Le 22 janvier 1984, deux jours avant sa sortie, il s’invite à l’un des évènements les plus suivis, le Super Bowl, finale du championnat de football américain, regardé cette année-là par 77,6 millions de téléspectateurs selon le groupe Nielsen, spécialisé dans la mesure d’audience.

Le spot publicitaire de 60 secondes, baptisé « 1984 » et réalisé par Ridley Scott (Alien, Blade Runner), s’inspire de l’univers du roman 1984 de George Orwell, avec un écran représentant « Big Brother » – et le concurrent IBM – fracassé par une sportive aux couleurs d’Apple.

Poussée par son cofondateur Steve Jobs, la marque à la pomme débourse 800 000 dollars (2,5 millions de dollars actuels) pour obtenir un créneau pendant le Super Bowl, en plus des centaines de milliers dépensés pour réaliser la publicité, selon le livre Apple Confidential 2.0 d’Owen Linzmayer.

2495 dollars

Le premier Macintosh est un produit de luxe. Il est commercialisé le 24 janvier 1984 aux États-Unis au prix de 2495 dollars, soit près de 7400 dollars d’aujourd’hui. Son prix baissera rapidement à 2195 dollars.

Le Mac est plus abordable que son principal concurrent, le PC d’IBM, qui coûte à l’époque 3270 dollars (10 000 dollars actuels), mais il est deux fois plus cher que l’Apple II, alors meilleur vendeur d’entrée de gamme de la marque.

Aujourd’hui, les Mac originaux atteignent jusqu’à 3000 $ aux enchères. Encore plus prisés des collectionneurs, des documents internes de présentation du Macintosh, datés d’octobre 1983, ont dépassé 12 000 dollars en 2022 chez RR Auction.

370 000 ventes

Apple espérait vendre 250 000 Macintosh en 1984, selon le New York Times en avril 1984. Si les chiffres officiels sont secrets, la marque en aurait finalement écoulé 372 000 la première année, auxquels s’ajoutent un million d’Apple II, selon Jeremy Reimer, blogueur sur l’histoire de la technologie.

Honorables à une époque où l’ordinateur n’était pas encore démocratisé, ces chiffres sont 15 fois plus modestes que les ventes d’ordinateurs Apple aujourd’hui.

Le groupe de Cupertino (Californie) en a vendu en 2023 près de 22 millions (MacBook, iMac…), selon les cabinets Gartner et IDC. Avec 8 % à 9 % des ventes mondiales, Apple se classe 4e derrière Lenovo, HP et Dell.

9 pouces

Bien loin des écrans géants actuels, celui du premier Mac fait 9 pouces, soit environ 23 cm de diagonale.

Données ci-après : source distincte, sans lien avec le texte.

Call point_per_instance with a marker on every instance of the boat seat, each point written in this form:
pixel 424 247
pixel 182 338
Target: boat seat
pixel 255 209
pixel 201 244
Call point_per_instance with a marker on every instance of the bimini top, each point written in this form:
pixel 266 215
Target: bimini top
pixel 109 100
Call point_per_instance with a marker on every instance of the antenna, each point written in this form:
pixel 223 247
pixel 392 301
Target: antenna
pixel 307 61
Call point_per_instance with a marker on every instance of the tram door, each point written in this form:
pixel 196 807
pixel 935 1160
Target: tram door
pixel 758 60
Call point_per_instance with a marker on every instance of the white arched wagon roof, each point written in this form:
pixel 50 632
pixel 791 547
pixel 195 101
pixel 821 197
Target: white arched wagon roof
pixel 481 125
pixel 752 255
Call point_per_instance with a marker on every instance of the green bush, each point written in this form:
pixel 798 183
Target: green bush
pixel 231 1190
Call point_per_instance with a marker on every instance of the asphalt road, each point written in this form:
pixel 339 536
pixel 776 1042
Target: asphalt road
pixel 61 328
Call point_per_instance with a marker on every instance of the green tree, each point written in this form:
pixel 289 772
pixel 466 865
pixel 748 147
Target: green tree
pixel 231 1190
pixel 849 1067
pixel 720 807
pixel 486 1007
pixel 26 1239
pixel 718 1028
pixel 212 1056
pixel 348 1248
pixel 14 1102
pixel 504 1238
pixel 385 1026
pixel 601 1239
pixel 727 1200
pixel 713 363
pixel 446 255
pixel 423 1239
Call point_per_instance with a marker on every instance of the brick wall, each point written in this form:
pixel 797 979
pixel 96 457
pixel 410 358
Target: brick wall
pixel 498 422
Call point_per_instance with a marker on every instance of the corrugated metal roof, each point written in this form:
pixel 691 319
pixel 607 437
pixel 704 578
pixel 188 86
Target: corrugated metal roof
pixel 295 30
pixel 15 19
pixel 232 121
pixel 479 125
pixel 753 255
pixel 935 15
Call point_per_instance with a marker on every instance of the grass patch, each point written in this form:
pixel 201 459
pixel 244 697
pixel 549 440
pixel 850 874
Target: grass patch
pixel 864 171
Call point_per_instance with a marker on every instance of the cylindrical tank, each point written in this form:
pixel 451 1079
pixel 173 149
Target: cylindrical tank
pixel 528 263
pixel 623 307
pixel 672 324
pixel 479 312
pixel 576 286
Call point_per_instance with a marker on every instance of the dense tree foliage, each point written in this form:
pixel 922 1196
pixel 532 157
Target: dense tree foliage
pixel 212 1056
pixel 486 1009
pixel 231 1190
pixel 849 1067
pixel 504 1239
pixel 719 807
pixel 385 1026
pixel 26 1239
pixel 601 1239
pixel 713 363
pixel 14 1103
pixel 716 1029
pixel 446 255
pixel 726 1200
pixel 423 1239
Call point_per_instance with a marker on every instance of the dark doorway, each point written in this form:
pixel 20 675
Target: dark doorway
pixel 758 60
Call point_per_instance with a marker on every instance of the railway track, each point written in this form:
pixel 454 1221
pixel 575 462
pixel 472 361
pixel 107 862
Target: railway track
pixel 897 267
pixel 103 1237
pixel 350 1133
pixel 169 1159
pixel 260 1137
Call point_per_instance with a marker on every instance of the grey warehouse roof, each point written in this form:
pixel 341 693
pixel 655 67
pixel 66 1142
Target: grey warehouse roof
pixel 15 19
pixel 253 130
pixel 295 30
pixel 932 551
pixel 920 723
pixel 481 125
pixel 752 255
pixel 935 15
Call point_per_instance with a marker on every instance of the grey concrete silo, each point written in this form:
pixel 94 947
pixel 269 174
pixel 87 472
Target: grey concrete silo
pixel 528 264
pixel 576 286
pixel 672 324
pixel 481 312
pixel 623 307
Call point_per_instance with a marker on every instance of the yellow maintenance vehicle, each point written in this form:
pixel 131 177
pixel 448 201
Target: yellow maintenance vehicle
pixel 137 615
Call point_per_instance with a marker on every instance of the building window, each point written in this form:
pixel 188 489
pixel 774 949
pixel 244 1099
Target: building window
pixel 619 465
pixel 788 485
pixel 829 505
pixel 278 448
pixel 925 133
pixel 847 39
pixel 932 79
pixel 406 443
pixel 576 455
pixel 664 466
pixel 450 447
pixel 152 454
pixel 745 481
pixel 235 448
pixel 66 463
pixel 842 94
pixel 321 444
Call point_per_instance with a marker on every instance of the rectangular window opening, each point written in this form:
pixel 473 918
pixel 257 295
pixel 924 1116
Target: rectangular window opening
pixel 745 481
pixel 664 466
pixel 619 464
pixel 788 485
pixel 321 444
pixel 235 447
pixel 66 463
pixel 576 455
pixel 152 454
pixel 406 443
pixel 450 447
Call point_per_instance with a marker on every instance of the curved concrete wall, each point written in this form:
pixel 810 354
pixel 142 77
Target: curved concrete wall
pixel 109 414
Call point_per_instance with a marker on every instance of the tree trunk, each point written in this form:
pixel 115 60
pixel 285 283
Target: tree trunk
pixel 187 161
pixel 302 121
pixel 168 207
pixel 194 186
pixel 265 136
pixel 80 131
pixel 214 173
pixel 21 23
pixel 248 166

En comparaison, les derniers iMac proposent un écran 23,5 pouces (60 cm), certains MacBook portables atteignent 16 pouces (41 cm).

Pavé de 34,5 cm de haut, 24,4 cm de large et de 27,7 cm de profondeur, le premier Mac peut, malgré ses 7,5 kg, « être emmené partout, même en avion », selon une dépêche AFP datant de janvier 1984.

128 ko

Le premier Mac dispose d’une mémoire vive de 128 ko, soit environ 131 000 octets. 128 ko, c’est par exemple la taille d’une photo en basse définition ou d’un très petit fichier Excel.

Aujourd’hui, rares sont les ordinateurs embarquant moins de 8 Go (8,6 milliards d’octets) de mémoire vive et l’ordinateur le plus puissant d’Apple, le Mac Pro, a jusqu’à 1,6 million de fois plus de mémoire vive (192 Go) que son ancêtre.

La mémoire vive permet à l’ordinateur de stocker temporairement les données nécessaires pour réaliser une tâche. Plus elle est importante, plus l’ordinateur peut effectuer des tâches complexes et simultanées.